¡Feliz Día de las Escritoras! #LeoAutorasOct

La conmemoración de hoy nació de la necesidad y de la injusticia. De la necesidad de combatir la injusticia del olvido y la marginación de las mujeres en la escritura.

No es ningún secreto que a lo largo de la historia, entre todos los lugares de los que se ha tratado de excluirnos, la literatura ha sido también uno de ellos, quedando relegadas de nuevo al papel de musas, femmes fatales, o Lolitas. No es ningún secreto que durante siglos, las mujeres hemos tenido que publicar bajo seudónimos masculinos, primero para tener siquiera la oportunidad de ser leídas, de que nuestros textos salieran de nuestra habitación propia; y después, para “ser tomadas en serio”. De hecho, aún en la actualidad sigue habiendo casos de mujeres que firman sus libros con nombres masculinos para evitar los prejuicios que la crítica infestada de machirulez y caspa ha vinculado a la “literatura femenina”.

Qué rabia me da eso de la literatura femenina. La literatura de y para mujeres. ¿Sabéis la mayor diferencia que yo aprecio en los libros escritos por mujeres? Que no tratan a sus personajes femeninos como meras secundarias, hipersexualizadas, que solo están ahí para auxiliar y reafirmar al característico y bien construido protagonista. Que podemos sentirnos identificadas con infinitas mujeres diferentes, e incluso hombres, porque están escritas y escritos desde otro lugar. Desde un lugar más sano y sobre todo real. Porque las mujeres escribimos sobre mujeres de verdad, con problemas, mentes, actos y circunstancias reales, incluso aunque la novela sea de fantasía. Y no sobre una mujer inventada, la mujer que el hombre desea, y la que en muchas ocasiones nos ha hecho creer que somos.

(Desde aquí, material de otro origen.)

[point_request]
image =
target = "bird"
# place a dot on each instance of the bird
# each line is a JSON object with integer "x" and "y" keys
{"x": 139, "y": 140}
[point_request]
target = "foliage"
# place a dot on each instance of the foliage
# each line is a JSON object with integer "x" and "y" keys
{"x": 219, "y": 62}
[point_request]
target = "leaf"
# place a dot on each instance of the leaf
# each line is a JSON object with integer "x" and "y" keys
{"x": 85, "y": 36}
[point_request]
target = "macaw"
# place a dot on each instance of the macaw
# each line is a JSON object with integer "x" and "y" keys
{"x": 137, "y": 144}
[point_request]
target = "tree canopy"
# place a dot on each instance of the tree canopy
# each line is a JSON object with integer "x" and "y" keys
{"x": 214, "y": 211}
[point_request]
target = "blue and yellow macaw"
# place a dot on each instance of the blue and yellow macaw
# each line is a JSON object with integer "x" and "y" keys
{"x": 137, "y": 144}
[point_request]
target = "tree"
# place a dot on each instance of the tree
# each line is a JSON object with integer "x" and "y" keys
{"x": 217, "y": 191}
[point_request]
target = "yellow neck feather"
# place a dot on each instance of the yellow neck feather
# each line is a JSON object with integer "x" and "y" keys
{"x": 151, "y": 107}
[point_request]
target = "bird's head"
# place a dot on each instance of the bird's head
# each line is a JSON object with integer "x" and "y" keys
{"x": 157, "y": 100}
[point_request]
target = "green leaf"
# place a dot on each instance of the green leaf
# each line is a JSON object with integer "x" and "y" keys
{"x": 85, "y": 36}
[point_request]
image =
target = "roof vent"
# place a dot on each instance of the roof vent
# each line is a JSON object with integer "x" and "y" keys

Para ser sincera, creo que no me he conocido realmente a mí misma hasta que no empecé a leer seriamente a mujeres. Toda la vida leemos a hombres, ellos ocupan todos los lugares, la mayoría de los artículos en los medios, la mayoría de las estanterías de las librerías, casi todo el contenido de autores que nos muestran durante los estudios (sea lo que sea que estudiemos). Y estamos tan acostumbradas que ni nos damos cuenta de que los libros en nuestra propia estantería están gobernados por el género masculino. Pero un día lo ves. Y cuando yo lo vi me sentí infinitamente triste e infinitamente alegre a la vez. Cuando me di cuenta de que mi escritor favorito no era Paul Auster, sino que era Siri Hustvedt, una escritora, me alegré muchísimo de encontrarla, pero me dio rabia que fuera a través de su marido. Y esto por poner un leve ejemplo.

El caso es que me conciencié y empecé a cambiar mis lecturas, a prestar más atención al nombre que figura en la portada, que es también el lugar desde el que el libro se escribe, y no fue hasta entonces que me di cuenta de todo esto y empecé a valorar más el trabajo de las escritoras. Y quien dice escritoras dice artistas, músicas, científicas, cineastas… ya me entendéis. Empecé a valorar el hecho de luchar contracorriente a lo largo de toda la historia y continuar haciéndolo actualmente, y empecé a encontrarme en la lectura de un modo que no había sentido antes.

Y empecé también a valorarme a mí misma como escritora. Porque llevo toda la vida escribiendo, no concibo mi vida sino a través del arte y la escritura y, sin embargo, siempre he sentido mucho reparo en llamarme a mí misma escritora, no creyéndome merecedora de ello, haciendo justo lo que durante siglos nos han enseñado a hacer: infravalorarme. Pero lo cierto es que lo soy, y creo que hoy es un buen día para reivindicar nuestro nombre y nuestro lugar en la literatura. Porque creo sinceramente que la mejor manera de combatir esta injusticia, este olvido, este destierro, es leyendo a autoras y escribiendo. Leyéndonos, apoyándonos y escribiendo sin cesar.

Leamos, apoyémonos y escribamos.

Reconozcámonos.

 

Espero que os haya gustado esta pequeña reflexión y que disfrutéis de muchas lecturas. Me gustaría mucho que en los comentarios compartiéramos libros y/o autoras para poder conocer y conocernos más, ampliar nuestras estanterías y abrir más nuestros ojos.